The updating rule for Broyden’s method is described below. Let \(x^{(i)}\) denote the function input values at stage \(i\) of the algorithm.

Compute the descent direction using:

\[d^{(i)} = - B^{(i)} F(x^{(i)})\]
Quasi line search step.

If

\[\| F(x^{(i)} + d^{(i)}) \| \leq \rho \| F(x^{(i)} \| - \sigma_2 \| d^{(i)} \|^2\]

then set \(\lambda_i = 1.0\); otherwise set \(\eta_i = 1.0 / i^2\) and find the smallest \(k\) for which

\[\| F(x^{(i)} + \lambda_i d^{(i)}) \| \leq \| F(x^{(i)} \| - \sigma_1 \| d^{(i)} \|^2 + \eta_i \| F( x^{(i)} ) \|\]

holds with \(\lambda_i = \beta^k\).
Update the candidate solution vector using:

\[x^{(i+1)} = x^{(i)} + \lambda_i d^{(i)}\]

Update the approximate inverse Jacobian matrix, \(B\), using:

\[B^{(i+1)} = B^{(i)} + \frac{1}{[y^{(i+1)}]^\top y^{(i+1)}} (s^{(i+1)} - B^{(i)} y^{(i+1)}) [y^{(i+1)}]^\top\]

where

\[\begin{aligned} s^{(i)} &:= x^{(i)} - x^{(i-1)} \\ y^{(i)} &:= F(x^{(i)}) - F(x^{(i-1)}) \end{aligned}\]

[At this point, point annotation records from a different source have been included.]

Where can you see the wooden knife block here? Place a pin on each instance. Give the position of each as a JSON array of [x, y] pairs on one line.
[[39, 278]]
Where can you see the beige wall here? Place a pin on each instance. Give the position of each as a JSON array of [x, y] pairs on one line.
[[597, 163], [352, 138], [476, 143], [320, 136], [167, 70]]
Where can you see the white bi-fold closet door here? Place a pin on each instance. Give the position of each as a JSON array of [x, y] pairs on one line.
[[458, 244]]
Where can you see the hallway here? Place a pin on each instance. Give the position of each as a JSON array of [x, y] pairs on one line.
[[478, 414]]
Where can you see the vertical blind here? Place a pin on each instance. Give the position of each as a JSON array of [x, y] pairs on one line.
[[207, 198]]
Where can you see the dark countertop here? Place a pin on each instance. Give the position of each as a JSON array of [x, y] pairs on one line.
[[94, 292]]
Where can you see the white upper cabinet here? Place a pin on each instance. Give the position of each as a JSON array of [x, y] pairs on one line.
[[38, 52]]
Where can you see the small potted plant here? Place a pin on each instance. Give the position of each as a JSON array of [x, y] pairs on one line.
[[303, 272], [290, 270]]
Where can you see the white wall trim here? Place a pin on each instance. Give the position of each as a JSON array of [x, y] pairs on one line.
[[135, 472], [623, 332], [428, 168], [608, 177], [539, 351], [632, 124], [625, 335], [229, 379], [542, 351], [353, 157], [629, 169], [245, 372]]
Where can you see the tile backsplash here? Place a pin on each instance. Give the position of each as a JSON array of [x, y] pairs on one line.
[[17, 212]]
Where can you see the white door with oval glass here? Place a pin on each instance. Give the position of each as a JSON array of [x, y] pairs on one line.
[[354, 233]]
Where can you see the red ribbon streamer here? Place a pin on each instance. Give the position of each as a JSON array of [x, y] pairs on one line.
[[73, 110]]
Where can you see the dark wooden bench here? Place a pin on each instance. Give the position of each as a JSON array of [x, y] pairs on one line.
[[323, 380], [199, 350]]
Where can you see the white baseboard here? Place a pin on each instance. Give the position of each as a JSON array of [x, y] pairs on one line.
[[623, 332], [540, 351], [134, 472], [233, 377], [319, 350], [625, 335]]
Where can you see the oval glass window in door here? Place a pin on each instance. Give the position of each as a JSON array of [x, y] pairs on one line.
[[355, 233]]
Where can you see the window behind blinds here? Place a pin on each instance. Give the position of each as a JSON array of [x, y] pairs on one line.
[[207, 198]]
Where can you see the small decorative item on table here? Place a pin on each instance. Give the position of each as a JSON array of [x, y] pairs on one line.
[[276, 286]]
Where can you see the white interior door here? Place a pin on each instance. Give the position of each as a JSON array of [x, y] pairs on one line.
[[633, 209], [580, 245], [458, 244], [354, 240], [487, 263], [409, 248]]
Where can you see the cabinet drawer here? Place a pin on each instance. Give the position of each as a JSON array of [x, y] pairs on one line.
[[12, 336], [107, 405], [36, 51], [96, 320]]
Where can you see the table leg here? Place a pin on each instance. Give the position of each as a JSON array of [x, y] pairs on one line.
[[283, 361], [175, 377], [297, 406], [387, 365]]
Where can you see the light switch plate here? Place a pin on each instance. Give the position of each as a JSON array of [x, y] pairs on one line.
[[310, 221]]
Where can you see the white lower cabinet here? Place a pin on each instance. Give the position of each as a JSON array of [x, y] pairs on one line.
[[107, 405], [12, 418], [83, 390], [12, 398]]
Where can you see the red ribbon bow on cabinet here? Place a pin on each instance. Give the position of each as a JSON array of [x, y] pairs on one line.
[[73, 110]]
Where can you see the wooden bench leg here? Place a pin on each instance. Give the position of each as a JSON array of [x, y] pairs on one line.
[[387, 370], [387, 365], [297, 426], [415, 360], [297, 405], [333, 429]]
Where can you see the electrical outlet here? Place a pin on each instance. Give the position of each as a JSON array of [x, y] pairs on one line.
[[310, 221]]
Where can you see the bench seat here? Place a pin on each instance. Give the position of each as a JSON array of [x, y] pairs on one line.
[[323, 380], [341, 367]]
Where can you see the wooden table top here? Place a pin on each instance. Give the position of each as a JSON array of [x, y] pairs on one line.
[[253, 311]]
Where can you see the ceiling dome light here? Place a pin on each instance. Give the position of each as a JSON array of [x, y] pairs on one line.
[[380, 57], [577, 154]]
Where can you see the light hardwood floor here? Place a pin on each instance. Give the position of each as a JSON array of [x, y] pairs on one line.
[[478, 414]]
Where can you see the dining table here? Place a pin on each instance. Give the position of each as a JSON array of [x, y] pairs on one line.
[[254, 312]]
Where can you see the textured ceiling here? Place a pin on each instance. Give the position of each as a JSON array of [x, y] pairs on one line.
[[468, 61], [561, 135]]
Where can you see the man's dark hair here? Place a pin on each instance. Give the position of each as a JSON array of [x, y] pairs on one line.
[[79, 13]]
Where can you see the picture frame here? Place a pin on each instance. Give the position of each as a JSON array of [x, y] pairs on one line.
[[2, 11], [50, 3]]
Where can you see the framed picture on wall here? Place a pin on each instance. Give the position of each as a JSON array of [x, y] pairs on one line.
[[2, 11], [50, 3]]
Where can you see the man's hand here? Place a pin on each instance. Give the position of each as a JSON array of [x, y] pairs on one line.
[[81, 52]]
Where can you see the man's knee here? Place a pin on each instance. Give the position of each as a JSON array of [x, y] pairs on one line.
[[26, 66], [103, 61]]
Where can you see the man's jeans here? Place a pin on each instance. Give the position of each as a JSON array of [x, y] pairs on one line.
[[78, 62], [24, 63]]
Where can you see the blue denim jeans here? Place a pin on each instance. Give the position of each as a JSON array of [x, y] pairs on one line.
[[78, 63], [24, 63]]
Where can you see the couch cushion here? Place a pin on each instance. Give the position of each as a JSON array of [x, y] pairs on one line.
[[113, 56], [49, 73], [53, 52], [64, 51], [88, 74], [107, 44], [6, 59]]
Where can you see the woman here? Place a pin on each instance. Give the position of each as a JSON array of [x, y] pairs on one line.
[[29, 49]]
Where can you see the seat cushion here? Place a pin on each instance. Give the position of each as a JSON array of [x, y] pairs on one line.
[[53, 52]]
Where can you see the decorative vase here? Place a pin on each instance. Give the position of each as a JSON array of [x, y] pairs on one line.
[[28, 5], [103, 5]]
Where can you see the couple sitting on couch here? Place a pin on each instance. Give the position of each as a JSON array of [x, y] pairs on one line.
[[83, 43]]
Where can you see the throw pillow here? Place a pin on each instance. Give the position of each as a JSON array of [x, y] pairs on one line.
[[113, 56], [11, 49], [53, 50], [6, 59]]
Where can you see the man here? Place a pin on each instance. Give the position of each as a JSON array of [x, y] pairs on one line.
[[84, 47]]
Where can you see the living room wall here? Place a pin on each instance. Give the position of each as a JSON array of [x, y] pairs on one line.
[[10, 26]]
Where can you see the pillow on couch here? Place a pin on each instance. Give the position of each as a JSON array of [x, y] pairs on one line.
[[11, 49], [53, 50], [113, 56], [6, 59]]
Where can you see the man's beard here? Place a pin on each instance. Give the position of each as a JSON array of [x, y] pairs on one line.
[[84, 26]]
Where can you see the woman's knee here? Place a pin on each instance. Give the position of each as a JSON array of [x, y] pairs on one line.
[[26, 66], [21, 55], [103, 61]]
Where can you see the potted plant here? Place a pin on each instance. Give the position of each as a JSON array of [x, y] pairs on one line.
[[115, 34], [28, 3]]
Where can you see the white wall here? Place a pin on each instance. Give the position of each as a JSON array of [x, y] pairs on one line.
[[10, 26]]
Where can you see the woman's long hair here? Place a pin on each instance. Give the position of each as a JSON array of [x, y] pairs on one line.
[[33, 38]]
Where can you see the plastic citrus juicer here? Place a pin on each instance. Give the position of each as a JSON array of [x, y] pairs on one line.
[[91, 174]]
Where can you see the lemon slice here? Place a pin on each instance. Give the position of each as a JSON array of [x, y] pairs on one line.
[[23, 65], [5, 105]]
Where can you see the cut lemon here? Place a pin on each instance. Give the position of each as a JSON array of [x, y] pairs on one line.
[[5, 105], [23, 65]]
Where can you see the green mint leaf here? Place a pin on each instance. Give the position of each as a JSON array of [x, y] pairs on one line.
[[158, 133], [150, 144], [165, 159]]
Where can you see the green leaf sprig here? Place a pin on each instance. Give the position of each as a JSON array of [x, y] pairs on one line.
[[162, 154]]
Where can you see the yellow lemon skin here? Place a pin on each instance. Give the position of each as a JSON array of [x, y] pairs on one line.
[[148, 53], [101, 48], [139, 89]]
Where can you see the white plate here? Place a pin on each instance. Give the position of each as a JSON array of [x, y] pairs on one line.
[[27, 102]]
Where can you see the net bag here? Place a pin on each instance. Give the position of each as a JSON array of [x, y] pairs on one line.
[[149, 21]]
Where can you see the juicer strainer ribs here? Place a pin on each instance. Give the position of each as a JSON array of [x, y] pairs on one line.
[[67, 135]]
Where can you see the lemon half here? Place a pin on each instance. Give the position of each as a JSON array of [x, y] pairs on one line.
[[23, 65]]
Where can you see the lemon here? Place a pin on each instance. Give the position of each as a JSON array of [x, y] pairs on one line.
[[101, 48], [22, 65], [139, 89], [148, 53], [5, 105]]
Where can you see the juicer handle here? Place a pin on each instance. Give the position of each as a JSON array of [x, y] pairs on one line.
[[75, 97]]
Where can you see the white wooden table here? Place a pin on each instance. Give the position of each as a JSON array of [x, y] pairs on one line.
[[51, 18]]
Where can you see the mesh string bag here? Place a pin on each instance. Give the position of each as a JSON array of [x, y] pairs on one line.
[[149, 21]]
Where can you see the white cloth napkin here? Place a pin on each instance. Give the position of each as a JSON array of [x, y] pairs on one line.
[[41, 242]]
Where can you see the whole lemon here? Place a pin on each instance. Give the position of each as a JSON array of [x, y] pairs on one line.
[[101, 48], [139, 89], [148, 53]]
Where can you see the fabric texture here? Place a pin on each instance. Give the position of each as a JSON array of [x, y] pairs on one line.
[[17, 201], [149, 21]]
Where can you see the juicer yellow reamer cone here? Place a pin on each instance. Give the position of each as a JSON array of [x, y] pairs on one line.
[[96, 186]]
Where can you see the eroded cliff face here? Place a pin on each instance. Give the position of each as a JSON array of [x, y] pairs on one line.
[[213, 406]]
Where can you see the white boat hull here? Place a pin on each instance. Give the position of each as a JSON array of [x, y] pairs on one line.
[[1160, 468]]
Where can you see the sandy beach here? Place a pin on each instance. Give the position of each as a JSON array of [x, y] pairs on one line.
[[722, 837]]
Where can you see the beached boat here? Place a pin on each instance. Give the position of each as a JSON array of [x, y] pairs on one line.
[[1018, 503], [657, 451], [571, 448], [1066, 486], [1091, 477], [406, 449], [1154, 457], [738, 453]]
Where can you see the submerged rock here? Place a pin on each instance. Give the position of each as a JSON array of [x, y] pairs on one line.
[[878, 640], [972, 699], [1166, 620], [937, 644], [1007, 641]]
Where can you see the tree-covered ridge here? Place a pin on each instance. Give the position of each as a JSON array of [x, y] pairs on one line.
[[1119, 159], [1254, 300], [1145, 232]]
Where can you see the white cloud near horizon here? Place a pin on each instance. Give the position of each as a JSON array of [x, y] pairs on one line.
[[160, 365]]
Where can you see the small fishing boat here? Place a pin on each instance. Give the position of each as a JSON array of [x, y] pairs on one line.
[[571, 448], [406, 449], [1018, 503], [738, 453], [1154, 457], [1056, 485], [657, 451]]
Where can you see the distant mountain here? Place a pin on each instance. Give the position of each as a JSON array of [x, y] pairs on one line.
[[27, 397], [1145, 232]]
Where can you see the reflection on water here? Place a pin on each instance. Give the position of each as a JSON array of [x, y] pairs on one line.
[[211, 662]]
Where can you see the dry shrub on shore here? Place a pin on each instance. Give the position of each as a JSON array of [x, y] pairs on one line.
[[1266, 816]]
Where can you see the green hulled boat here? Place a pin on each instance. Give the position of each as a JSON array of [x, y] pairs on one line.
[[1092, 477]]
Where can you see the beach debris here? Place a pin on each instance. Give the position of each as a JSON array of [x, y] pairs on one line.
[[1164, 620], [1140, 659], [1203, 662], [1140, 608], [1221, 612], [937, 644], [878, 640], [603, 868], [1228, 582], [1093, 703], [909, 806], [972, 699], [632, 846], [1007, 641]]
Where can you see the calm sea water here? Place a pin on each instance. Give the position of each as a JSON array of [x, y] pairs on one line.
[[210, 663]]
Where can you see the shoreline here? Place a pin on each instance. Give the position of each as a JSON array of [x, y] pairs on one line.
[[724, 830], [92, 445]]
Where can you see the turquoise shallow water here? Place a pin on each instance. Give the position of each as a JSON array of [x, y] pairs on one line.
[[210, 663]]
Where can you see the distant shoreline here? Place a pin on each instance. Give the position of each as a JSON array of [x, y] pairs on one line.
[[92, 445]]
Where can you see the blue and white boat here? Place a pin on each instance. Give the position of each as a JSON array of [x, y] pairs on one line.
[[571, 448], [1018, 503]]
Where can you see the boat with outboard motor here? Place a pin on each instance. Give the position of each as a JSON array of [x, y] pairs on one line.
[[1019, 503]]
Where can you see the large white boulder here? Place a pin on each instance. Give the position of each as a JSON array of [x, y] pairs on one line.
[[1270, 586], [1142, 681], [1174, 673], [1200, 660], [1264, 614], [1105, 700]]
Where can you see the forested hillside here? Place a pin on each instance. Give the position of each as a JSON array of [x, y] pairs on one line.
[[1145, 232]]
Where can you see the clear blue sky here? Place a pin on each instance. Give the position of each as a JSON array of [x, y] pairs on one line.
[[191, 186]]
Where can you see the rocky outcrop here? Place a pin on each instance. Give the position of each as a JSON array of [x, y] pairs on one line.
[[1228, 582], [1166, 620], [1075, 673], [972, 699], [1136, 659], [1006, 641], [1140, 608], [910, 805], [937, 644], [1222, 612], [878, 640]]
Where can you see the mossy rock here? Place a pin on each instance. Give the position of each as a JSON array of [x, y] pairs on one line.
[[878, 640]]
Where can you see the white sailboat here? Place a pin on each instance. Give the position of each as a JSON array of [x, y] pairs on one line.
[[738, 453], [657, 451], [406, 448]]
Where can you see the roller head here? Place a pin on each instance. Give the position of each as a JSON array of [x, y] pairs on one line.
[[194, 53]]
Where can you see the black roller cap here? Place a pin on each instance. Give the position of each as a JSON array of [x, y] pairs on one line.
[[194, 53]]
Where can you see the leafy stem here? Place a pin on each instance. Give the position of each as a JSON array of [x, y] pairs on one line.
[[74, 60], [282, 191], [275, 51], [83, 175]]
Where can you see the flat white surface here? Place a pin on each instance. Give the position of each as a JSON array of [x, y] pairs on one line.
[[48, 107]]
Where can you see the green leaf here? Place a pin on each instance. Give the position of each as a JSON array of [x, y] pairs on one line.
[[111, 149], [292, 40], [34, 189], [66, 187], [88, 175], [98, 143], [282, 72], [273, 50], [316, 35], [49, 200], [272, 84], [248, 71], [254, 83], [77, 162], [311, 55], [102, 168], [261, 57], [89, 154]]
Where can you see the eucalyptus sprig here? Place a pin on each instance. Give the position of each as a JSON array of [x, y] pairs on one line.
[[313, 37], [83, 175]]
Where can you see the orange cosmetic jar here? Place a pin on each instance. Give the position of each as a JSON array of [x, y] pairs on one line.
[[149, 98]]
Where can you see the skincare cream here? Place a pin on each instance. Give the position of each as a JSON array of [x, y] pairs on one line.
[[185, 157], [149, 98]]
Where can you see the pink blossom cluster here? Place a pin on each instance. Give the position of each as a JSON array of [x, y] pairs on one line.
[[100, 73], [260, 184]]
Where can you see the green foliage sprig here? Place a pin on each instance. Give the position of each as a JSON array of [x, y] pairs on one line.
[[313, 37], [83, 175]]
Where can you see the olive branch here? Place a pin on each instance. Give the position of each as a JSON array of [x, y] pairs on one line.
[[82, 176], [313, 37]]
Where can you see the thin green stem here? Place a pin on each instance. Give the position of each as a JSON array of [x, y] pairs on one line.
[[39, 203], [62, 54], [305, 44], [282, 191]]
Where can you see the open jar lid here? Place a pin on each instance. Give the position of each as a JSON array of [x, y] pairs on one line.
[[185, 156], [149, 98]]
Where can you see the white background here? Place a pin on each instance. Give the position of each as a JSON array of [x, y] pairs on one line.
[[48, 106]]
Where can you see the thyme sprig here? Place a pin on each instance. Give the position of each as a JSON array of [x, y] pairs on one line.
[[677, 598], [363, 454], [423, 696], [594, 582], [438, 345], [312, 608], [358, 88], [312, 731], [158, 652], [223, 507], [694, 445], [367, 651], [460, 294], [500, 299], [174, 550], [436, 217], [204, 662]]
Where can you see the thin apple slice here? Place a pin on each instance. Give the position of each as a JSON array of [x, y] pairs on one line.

The algorithm stops when at least one of the following conditions are met:

\(\| F \|\) is less than rel_objfn_change_tol.

the relative change between \(x^{(i+1)}\) and \(x^{(i)}\) is less than rel_sol_change_tol;

the total number of iterations exceeds iter_max.

Function Declarations ¶

bool broyden_df(ColVec_t &init_out_vals, std::function<ColVec_t(const ColVec_t &vals_inp, void *opt_data)> opt_objfn, void *opt_data)¶

Derivative-free variant of Broyden’s method due to Li and Fukushima (2000)

Parameters

init_out_vals – a column vector of initial values, which will be replaced by the solution upon successful completion of the optimization algorithm.
opt_objfn – the function to be minimized, taking three arguments:
- vals_inp a vector of inputs; and
- opt_data additional data passed to the user-provided function.
opt_data – additional data passed to the user-provided function.

Returns

a boolean value indicating successful completion of the optimization algorithm.

bool broyden_df(ColVec_t &init_out_vals, std::function<ColVec_t(const ColVec_t &vals_inp, void *opt_data)> opt_objfn, void *opt_data, algo_settings_t &settings)¶

Derivative-free variant of Broyden’s method due to Li and Fukushima (2000)

Parameters

init_out_vals – a column vector of initial values, which will be replaced by the solution upon successful completion of the optimization algorithm.
opt_objfn – the function to be minimized, taking three arguments:
- vals_inp a vector of inputs; and
- opt_data additional data passed to the user-provided function.
opt_data – additional data passed to the user-provided function.
settings – parameters controlling the optimization routine.

Returns

a boolean value indicating successful completion of the optimization algorithm.

bool broyden_df(ColVec_t &init_out_vals, std::function<ColVec_t(const ColVec_t &vals_inp, void *opt_data)> opt_objfn, void *opt_data, std::function<Mat_t(const ColVec_t &vals_inp, void *jacob_data)> jacob_objfn, void *jacob_data)¶

Derivative-free variant of Broyden’s method due to Li and Fukushima (2000)

Parameters

init_out_vals – a column vector of initial values, which will be replaced by the solution upon successful completion of the optimization algorithm.
opt_objfn – the function to be minimized, taking three arguments:
- vals_inp a vector of inputs; and
- opt_data additional data passed to the user-provided function.
opt_data – additional data passed to the user-provided function.
jacob_objfn – a function to calculate the Jacobian matrix, taking two arguments:
- vals_inp a vector of inputs; and
- jacob_data additional data passed to the Jacobian function.
jacob_data – additional data passed to the Jacobian function.

Returns

a boolean value indicating successful completion of the optimization algorithm.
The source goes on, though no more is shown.